The next morning, they were woken very early. The policemen came into the barracks, pushing at them with their truncheons. The smaller children, hardly awake, started to scream. The girl tried to calm the ones nearest to her, but they were terrified. They were led into a shed. The girl held two toddlers by the hand. She saw a policeman holding an instrument in his hand. It had a strange shape. She didn’t know what it was. The toddlers gasped with fear, backed away. They were slapped and kicked by the policemen, then dragged toward the man with the instrument. The girl watched, horrified. Then she understood. Their hair was being shaved off. All the children were to be shaved.

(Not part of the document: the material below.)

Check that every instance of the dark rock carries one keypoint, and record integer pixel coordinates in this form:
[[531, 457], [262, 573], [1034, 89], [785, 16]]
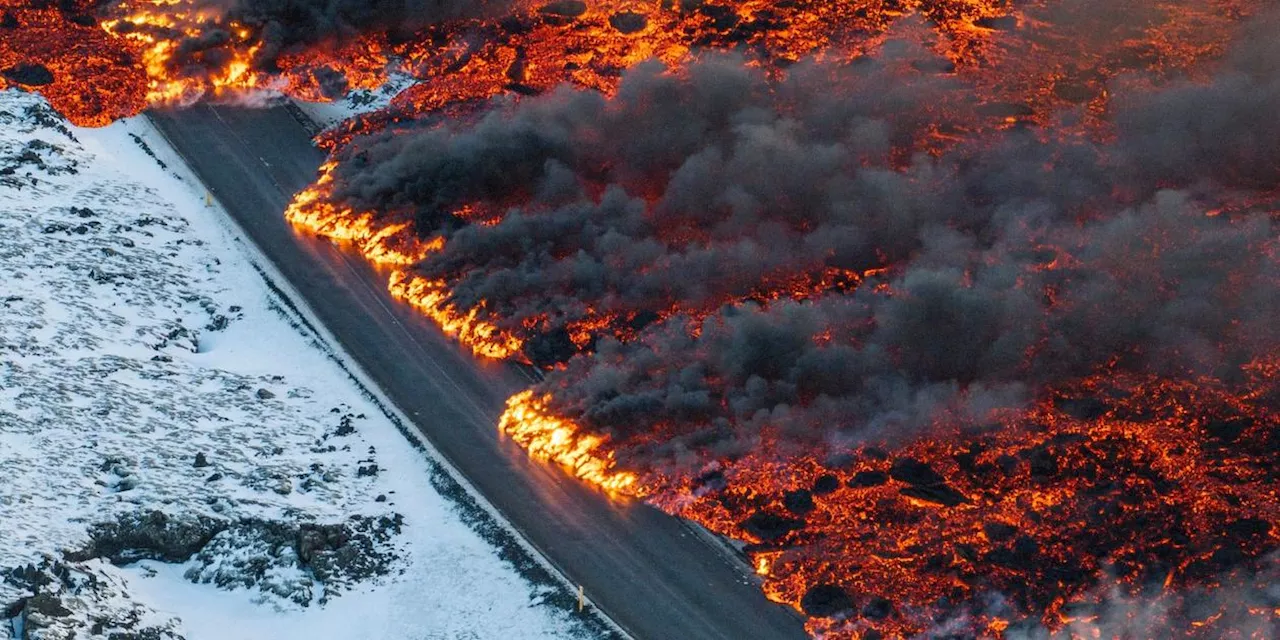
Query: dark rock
[[826, 600], [1008, 464], [1248, 528], [842, 460], [1025, 548], [1082, 408], [1228, 429], [1005, 110], [46, 604], [30, 74], [798, 502], [563, 8], [937, 494], [914, 472], [771, 526], [1001, 23], [629, 22], [876, 453], [344, 426], [549, 348], [712, 480], [1042, 462], [868, 479], [999, 531], [1073, 92], [824, 484], [151, 535], [878, 608]]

She looked on as Rachel’s thick black hair fell to the floor. Her naked skull was white and pointed, like an egg. Rachel gazed at the men with hatred and contempt. She spat on their shoes. One of the gendarmes knocked her aside brutally.

The little ones were frantic. They had to be held down by two or three men. When it was her turn, the girl did not struggle. She bent her head. She felt the cold pressure of the machine and closed her eyes, unable to bear the sight of the long, golden strands falling to her feet. Her hair. Her beautiful hair that everyone admired. She felt sobs welling up in her throat but she forced herself not to cry. Never cry in front of these men. Never cry. Ever. It’s only hair. Hair will grow back.